From this dataset, we can calculate following
overall recovery rate = 0.37 baseline recovery probability = 0.40 treatment recovery probability = 0.34 percent efficacy of the drug = -15.68
So, percent efficacy is negative. Does it mean the drug doesn’t help anyone? Not necessarily, it could be that drugs are harmful to most people, but could still be beneficial to some sub-populations. So we will go ahead and implement causal tree to find that sub-population.
How to implement causal tree algorithm
Describe the algorithm
- make a random subsample to divide the dataset into the the training set and the test set.
- Use the attributes in the dataset to train a decision tree regression. the dependent variable is whether the person recover or not, and the regressors are the attributes. The splitting criteria is the squared-error minimization.

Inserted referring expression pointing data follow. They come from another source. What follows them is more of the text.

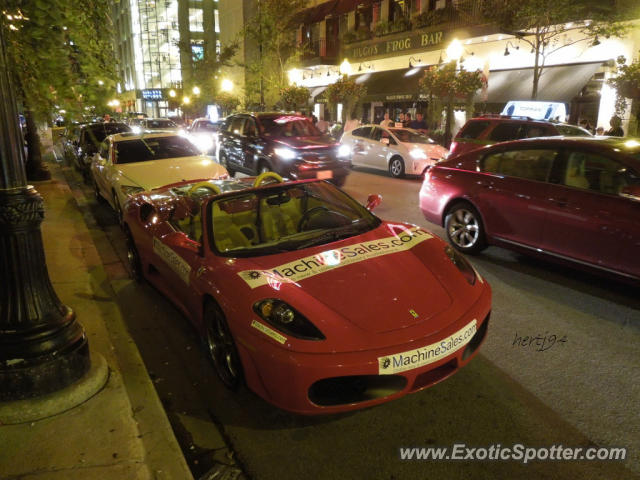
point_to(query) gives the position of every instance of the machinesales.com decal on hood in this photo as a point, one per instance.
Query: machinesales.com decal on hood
(331, 259)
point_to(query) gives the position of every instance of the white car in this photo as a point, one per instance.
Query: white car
(204, 134)
(129, 163)
(399, 151)
(159, 124)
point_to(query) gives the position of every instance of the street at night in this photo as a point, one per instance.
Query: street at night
(319, 239)
(569, 391)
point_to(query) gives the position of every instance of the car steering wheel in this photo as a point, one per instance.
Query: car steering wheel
(263, 176)
(214, 188)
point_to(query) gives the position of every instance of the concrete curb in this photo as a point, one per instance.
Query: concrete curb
(32, 409)
(163, 455)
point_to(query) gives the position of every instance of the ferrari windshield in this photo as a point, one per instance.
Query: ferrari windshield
(285, 218)
(153, 148)
(408, 136)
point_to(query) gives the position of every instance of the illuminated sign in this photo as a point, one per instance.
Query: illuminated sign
(152, 94)
(420, 41)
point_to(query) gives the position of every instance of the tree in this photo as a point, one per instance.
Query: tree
(550, 25)
(294, 97)
(275, 49)
(627, 85)
(447, 85)
(206, 75)
(227, 102)
(347, 92)
(62, 58)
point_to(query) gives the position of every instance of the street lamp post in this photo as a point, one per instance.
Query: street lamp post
(42, 347)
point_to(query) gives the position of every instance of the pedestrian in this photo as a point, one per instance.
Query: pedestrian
(584, 123)
(407, 120)
(419, 123)
(323, 125)
(351, 124)
(616, 128)
(386, 122)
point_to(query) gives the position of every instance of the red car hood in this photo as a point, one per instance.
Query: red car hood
(380, 294)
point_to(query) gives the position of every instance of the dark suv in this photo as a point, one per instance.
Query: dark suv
(490, 129)
(287, 144)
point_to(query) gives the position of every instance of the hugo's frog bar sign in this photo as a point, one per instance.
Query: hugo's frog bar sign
(413, 42)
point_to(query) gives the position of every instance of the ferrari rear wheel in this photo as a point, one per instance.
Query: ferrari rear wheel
(133, 257)
(396, 167)
(221, 347)
(465, 229)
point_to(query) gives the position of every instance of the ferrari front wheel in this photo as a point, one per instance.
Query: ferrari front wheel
(221, 347)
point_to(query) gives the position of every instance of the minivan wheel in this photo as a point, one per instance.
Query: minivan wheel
(465, 229)
(396, 167)
(263, 167)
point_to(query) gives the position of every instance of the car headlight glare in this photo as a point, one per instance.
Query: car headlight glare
(344, 151)
(418, 154)
(285, 153)
(129, 190)
(461, 264)
(287, 319)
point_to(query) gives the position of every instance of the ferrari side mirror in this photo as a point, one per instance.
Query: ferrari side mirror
(373, 201)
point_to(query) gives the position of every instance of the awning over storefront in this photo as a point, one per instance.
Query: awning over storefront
(557, 83)
(388, 86)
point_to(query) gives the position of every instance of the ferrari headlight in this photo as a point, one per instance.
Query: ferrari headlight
(461, 264)
(285, 153)
(344, 151)
(129, 190)
(287, 319)
(418, 154)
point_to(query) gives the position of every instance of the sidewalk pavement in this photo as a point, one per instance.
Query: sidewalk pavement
(122, 432)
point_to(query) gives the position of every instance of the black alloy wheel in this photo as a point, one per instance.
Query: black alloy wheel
(396, 167)
(221, 347)
(465, 229)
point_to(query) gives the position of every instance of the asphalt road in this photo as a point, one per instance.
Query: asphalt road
(582, 392)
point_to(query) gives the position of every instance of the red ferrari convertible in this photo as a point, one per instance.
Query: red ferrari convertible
(304, 294)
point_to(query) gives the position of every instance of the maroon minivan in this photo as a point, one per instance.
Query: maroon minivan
(574, 199)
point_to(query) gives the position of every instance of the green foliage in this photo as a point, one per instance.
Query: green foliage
(62, 54)
(346, 91)
(445, 86)
(550, 25)
(626, 82)
(294, 97)
(275, 47)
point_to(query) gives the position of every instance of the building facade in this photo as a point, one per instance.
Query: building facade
(388, 43)
(156, 43)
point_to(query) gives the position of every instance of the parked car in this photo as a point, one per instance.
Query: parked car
(151, 124)
(129, 163)
(490, 129)
(289, 145)
(90, 137)
(398, 151)
(204, 134)
(294, 288)
(571, 199)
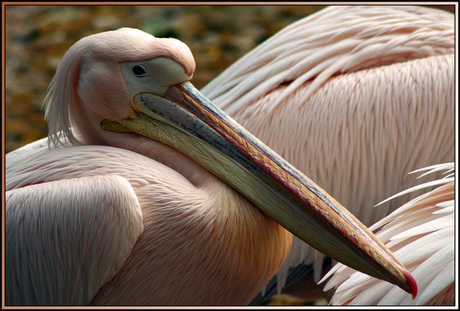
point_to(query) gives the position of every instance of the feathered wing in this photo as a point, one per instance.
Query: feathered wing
(347, 95)
(44, 221)
(421, 235)
(332, 41)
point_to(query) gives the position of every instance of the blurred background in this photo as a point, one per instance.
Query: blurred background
(37, 36)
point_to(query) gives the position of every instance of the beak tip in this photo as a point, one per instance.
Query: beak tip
(411, 283)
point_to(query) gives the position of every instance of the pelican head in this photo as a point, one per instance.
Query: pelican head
(128, 89)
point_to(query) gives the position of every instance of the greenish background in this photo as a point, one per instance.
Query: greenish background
(37, 36)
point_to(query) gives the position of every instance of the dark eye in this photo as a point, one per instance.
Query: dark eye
(138, 70)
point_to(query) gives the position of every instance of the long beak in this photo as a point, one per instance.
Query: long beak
(184, 119)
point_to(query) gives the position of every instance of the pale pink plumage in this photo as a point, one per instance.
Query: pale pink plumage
(355, 97)
(421, 234)
(151, 263)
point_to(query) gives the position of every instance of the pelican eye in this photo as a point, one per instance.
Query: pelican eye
(138, 70)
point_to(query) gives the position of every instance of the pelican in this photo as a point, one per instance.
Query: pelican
(355, 97)
(145, 193)
(426, 248)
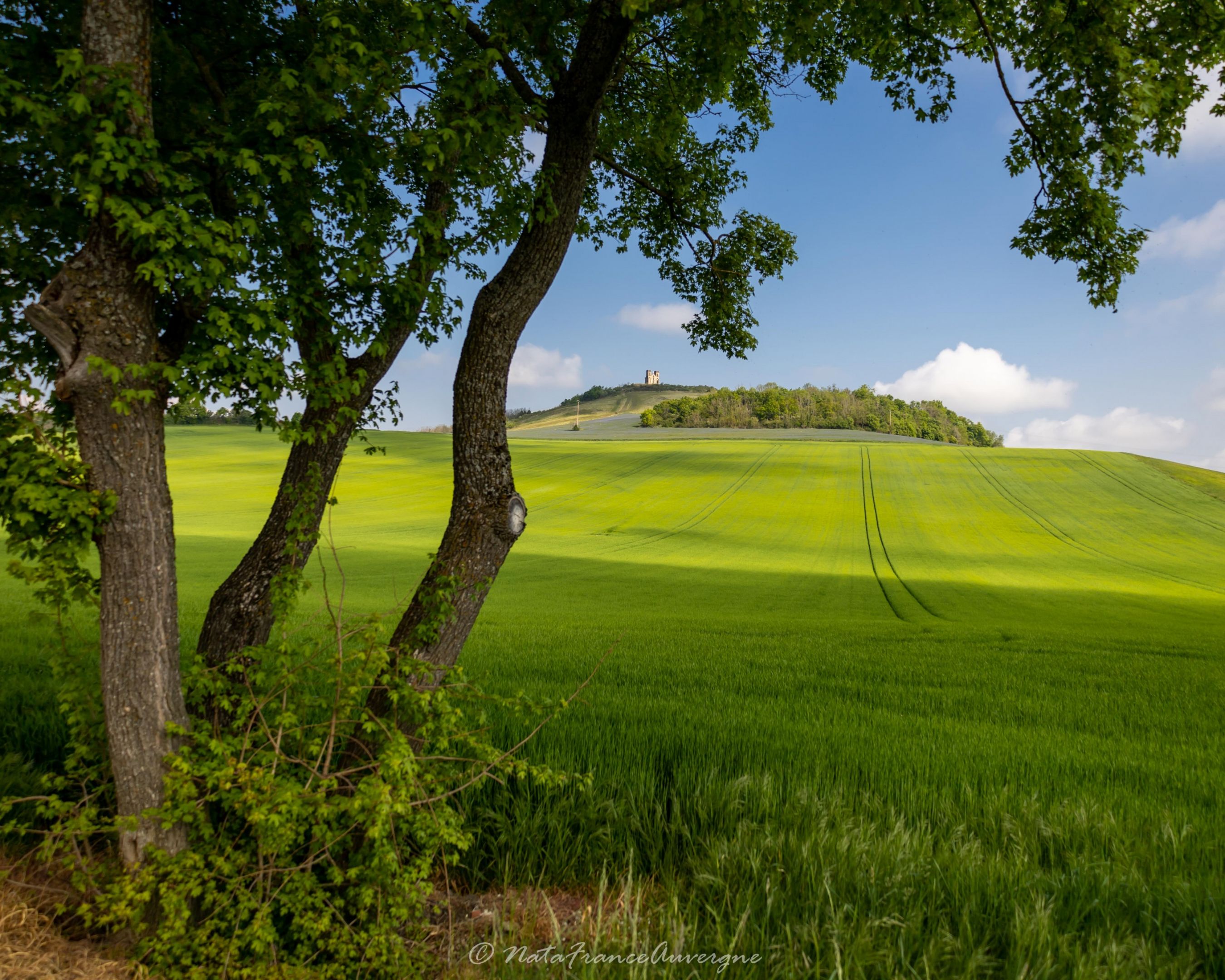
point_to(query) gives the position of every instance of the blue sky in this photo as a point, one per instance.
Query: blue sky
(906, 279)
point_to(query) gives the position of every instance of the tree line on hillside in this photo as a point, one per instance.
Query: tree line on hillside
(599, 391)
(774, 407)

- Estimate the leaf-wise response rate from the test set.
- The response rate is determined as the difference between the recovery rate in treatment group and the control group.
Why does it work?
The key assumption is unconfoundedness. This assumption requires the treatment to be random. This essentially means that we can treat nearby points in high dimensional space in the leaf node as a sub-population in a mini randomized experiment. And our leaf-wise estimate will be the efficacy of a randomized control drug trial in that subpopulation sharing particular attributes.
Noted also that this approach requires spliting the dataset into the training set and the estimating set. This is to prevent over-fitting, which will lead to over-estimating or under-estimating the leaf-wise response rate. This might seems like we are throwing away half of the data that could be used for training the tree. But this is just for one decision tree. As dataset gets more complex, we can use random-forest technique, and each time that we sample new training set for a decision tree, we will use all of the data for both splitting and estimation. Just not the same datapoint for the same tree.

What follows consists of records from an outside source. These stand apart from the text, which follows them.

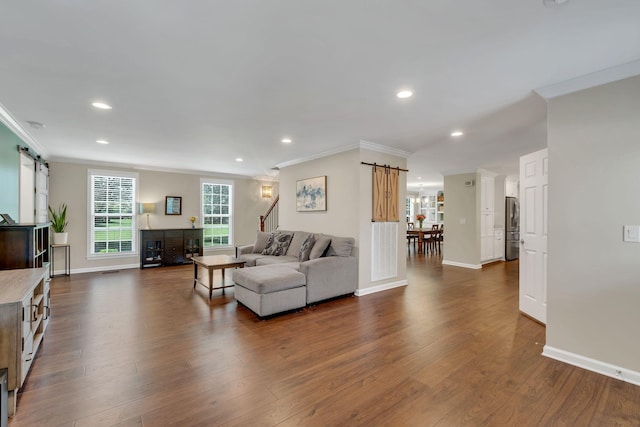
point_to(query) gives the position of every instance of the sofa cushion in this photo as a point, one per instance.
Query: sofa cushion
(320, 246)
(250, 259)
(268, 279)
(296, 242)
(271, 260)
(278, 243)
(305, 249)
(341, 246)
(261, 242)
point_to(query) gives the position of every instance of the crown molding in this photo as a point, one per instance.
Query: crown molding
(587, 81)
(14, 126)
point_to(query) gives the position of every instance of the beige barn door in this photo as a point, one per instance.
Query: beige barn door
(534, 186)
(379, 189)
(385, 194)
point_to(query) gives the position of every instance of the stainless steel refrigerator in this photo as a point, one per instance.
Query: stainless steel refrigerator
(512, 229)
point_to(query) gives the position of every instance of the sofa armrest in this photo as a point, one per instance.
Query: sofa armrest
(330, 277)
(241, 250)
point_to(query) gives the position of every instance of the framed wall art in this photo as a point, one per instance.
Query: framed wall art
(173, 205)
(311, 194)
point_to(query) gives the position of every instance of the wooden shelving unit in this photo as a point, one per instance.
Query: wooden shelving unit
(25, 310)
(24, 246)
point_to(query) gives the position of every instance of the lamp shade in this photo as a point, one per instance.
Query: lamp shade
(267, 191)
(147, 208)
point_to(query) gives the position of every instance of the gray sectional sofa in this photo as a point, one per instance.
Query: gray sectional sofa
(291, 269)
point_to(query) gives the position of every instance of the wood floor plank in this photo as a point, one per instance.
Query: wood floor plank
(143, 348)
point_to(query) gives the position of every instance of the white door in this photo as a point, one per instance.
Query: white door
(534, 186)
(27, 212)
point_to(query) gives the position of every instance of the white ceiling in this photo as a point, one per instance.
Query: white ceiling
(197, 83)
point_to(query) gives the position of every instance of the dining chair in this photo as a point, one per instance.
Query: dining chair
(429, 242)
(440, 237)
(411, 238)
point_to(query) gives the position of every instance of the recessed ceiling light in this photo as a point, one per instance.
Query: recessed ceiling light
(35, 125)
(554, 3)
(101, 105)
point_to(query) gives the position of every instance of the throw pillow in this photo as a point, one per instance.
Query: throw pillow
(305, 249)
(321, 245)
(278, 244)
(261, 242)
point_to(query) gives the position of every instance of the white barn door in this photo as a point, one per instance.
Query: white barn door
(534, 186)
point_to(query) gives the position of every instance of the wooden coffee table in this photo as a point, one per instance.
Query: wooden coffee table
(211, 263)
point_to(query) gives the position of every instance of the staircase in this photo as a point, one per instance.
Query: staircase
(269, 221)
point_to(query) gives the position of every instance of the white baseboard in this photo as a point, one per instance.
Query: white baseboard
(462, 264)
(98, 269)
(380, 288)
(592, 365)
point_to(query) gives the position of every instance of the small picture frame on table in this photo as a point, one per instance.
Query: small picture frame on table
(173, 205)
(6, 220)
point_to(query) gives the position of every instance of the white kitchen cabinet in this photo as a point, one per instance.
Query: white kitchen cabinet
(498, 243)
(486, 236)
(487, 193)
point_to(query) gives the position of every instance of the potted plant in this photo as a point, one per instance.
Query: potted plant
(59, 224)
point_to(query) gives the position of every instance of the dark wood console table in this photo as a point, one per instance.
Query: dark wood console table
(170, 246)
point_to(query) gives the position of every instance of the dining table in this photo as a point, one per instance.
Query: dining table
(421, 232)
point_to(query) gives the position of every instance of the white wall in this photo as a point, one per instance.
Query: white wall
(68, 184)
(594, 177)
(462, 220)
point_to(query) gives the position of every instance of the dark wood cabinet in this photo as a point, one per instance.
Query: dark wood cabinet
(24, 246)
(169, 246)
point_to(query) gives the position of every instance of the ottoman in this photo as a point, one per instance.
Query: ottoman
(270, 289)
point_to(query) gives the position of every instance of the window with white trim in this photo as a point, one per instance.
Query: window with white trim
(112, 218)
(217, 213)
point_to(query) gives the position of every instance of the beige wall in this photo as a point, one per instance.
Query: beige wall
(462, 220)
(349, 204)
(594, 177)
(68, 184)
(341, 216)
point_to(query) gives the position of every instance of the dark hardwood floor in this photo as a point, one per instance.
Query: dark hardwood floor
(134, 348)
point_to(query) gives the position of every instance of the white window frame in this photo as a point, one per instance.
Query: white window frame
(213, 181)
(90, 214)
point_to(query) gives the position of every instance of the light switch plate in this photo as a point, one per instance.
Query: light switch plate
(631, 233)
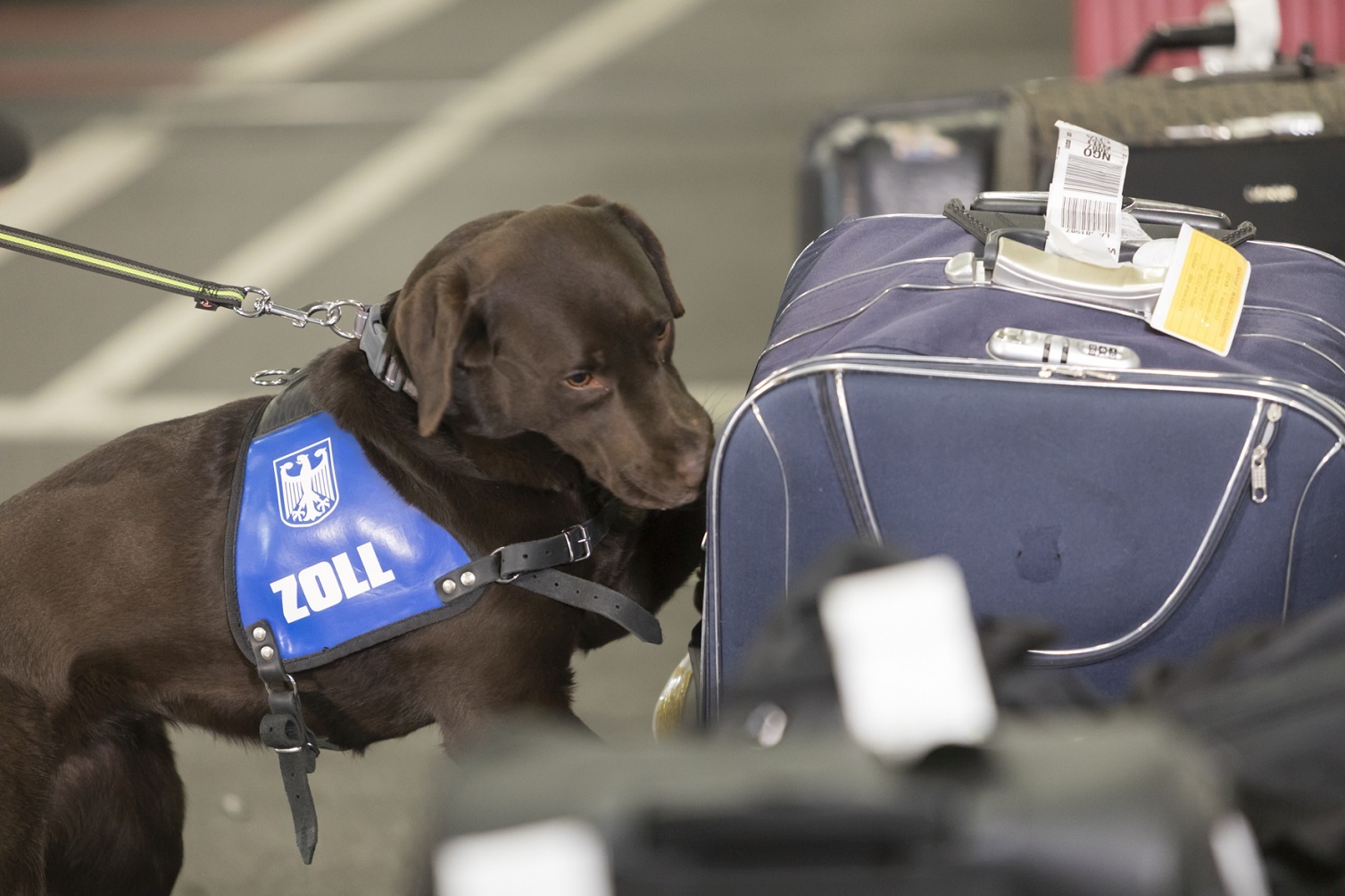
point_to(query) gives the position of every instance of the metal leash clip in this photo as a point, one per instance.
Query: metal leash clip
(324, 314)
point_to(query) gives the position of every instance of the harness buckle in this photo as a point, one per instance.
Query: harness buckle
(577, 537)
(499, 564)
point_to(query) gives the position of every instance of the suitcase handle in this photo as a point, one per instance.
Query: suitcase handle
(1178, 37)
(1017, 265)
(1034, 202)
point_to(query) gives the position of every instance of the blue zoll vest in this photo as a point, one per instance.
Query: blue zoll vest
(326, 551)
(328, 559)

What does the tree look like?
Figure 3. A tree diagram estimating the probability of recovery. The decision rules as well as the mean squared error are shown. The "value" refers to probability of recovery.
Note that in this example, we fit the training set to only one tree with depth = 2. In reality, we would have to try different tree structures. From the figure we can see the decision rules are about weight and height (gender plays no role in it), which is consistent with the way we simulate the data.
Now from this tree structure, we can perform classification on the test set using the tree we just made. The result is shown in the figure below.
Figure 4. The classes generated from the decision tree.
The groups of colored points represent the subpopulations in our dataset that are classified by the decision tree. Group 3, for example, is a subpopulation of individuals with weight <= 74.5 kg and height > 170.5 cm (which is the bottom right sector of the plot).
Now one last thing we need to do is to simply calculate the responsiveness to treatment for each group. This is just the difference of recovery rate in treatment group and control group.
Figure 5. The estimated effect of drugs. The responsiveness is the change in recovery probability in the treatment group compared to the control group. The average body mass index in each group is shown below.
Recall that we created a dataset in which the drug will increase the probability of recovery to 0.7 only among patients with body mass index (BMI) lower than 24. This figure shows that the causal tree analysis seems to be able to capture this effect.
Conclusion
What I see as the advantages is that the causal tree representation is easy implement on expermental data, and results are easy to interpret and explain, especially if the splitting rules have an articulable meaning. The downsides are we often don’t know a priori how many classes we expect, so the depth level of the trees as well as the classes might not have any meaning. This can be dangerous if the trees are over-complex and the results do not generalize well, creating spurious effect wrongly attributed to a small sub-population. In that situation, pruning of trees and using random forests will help with the problem.